I’m surprised at how much I’m enjoying this. Along with a lot of the traditional Star Trek designs and tropes, we get some stunning alien designs, and some real innovation. One of the bigger shortfalls of Star Trek in the late 90s, was everything started to look the same. You had the same people working on the show for 20 years, and the alien computer started to really resemble the federation ones. The lines of the ship were kinda distinct, but still felt a little too similar to everything we’ve seen before. Prodigy goes out and creates wild creatures and landscapes, trying very hard to go where no one has gone before… While still trying to maintain a reasonably familiar, comfortable look inside the Federation ship. Everything around it though, it’s so new and fresh, that the protostar ship almost feels out of place, The Federation vessel becoming the alien itself.
We’re better than halfway through the season, and we’ve had some good episodes and some filler episodes. We’ve had some things that were shocking, like watching the bad guy sneak onto the ship in the most innovative way possible, and these bad guys are genuinely frightening. We’ve had some real character development in just about everybody, and watching this team start to gel, and really become a crew.
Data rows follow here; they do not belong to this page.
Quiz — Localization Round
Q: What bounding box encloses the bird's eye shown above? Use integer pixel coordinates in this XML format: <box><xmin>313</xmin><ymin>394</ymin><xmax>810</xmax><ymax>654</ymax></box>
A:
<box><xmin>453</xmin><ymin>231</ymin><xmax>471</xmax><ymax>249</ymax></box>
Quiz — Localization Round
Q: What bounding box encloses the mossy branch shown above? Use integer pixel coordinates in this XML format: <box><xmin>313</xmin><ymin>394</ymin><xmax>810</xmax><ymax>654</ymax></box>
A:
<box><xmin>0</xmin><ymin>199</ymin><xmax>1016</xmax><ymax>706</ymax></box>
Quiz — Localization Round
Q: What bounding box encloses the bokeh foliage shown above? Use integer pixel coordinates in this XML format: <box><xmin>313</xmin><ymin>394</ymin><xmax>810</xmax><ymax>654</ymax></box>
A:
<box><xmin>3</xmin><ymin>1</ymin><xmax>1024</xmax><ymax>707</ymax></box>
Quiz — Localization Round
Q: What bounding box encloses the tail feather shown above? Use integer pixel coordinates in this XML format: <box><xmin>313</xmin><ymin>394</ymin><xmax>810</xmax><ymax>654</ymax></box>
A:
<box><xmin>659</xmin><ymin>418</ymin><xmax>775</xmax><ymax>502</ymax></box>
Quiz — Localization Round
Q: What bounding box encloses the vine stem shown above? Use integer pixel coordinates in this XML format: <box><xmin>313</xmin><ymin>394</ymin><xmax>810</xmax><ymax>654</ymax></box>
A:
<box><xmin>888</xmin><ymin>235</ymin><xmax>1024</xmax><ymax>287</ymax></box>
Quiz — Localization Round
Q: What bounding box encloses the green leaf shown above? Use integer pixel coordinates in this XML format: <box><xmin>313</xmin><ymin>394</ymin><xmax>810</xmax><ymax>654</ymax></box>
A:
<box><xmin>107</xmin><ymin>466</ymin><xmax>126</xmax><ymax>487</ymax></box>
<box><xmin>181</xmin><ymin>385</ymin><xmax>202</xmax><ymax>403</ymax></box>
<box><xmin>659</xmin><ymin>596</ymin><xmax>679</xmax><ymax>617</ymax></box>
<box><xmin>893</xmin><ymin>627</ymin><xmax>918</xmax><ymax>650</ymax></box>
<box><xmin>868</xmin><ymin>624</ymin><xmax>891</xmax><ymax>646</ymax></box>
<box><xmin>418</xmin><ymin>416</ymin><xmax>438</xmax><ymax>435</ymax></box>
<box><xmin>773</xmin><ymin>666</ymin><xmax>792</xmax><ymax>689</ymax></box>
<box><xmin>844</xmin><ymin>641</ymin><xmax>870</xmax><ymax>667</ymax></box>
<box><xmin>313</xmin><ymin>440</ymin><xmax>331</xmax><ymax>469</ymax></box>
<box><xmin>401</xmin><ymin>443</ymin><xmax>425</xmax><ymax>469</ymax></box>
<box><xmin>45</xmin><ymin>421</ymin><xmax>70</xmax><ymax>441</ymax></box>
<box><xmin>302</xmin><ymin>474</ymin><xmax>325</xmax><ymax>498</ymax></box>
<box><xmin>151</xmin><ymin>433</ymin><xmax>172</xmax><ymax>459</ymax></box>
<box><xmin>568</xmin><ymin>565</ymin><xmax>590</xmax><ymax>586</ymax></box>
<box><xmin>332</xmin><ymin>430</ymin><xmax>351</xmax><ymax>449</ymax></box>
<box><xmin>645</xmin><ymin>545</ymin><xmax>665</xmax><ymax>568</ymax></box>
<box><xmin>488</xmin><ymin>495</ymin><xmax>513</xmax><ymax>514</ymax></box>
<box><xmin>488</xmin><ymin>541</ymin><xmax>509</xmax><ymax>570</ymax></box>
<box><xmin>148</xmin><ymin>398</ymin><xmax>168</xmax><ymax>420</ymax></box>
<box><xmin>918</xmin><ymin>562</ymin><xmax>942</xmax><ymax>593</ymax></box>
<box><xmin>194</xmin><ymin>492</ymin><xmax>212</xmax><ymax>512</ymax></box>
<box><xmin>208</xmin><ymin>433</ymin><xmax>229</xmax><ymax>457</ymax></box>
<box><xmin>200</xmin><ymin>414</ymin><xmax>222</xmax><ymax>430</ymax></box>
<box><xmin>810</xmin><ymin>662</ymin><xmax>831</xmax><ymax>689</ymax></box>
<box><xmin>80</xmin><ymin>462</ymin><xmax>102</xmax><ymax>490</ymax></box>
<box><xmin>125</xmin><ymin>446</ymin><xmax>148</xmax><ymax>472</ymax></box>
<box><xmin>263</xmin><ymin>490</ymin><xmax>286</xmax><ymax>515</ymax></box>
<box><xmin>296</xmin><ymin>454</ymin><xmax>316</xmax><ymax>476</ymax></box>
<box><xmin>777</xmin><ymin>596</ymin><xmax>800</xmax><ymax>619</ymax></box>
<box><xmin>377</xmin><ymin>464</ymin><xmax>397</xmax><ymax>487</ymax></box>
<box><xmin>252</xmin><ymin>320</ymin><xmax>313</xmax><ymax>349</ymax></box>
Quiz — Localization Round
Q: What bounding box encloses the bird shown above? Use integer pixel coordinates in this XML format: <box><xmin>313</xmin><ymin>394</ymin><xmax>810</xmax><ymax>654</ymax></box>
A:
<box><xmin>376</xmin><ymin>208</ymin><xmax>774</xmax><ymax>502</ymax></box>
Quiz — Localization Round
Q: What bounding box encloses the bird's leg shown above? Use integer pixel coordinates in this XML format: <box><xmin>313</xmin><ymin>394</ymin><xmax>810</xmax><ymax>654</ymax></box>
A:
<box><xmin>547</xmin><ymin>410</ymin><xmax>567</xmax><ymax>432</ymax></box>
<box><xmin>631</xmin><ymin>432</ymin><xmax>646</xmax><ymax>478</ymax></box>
Look, if you’re not watching Star Trek Prodigy, this is the one to really give a try. So far I’ve enjoyed everything about it. I gave both Star Trek Picard and Star Trek Discovery a good long chance (and I’m disappointed that my faith wasn’t justified – though you can actually see the cracks even as far back as my earliest Discovery blog posts https://argocitycomics.wordpress.com/2019/01/21/star-trek-discovery/ ). And it didn’t take long for me to realize these are not good shows. That they’re just not Star Trek. Honestly, I’ve been burned so much at this point, I keep waiting for the other shoe to drop, but it never does. Star Trek Prodigy is solid Star Trek, and the absolute best thing to come out of Paramount+ and Secret Hideout.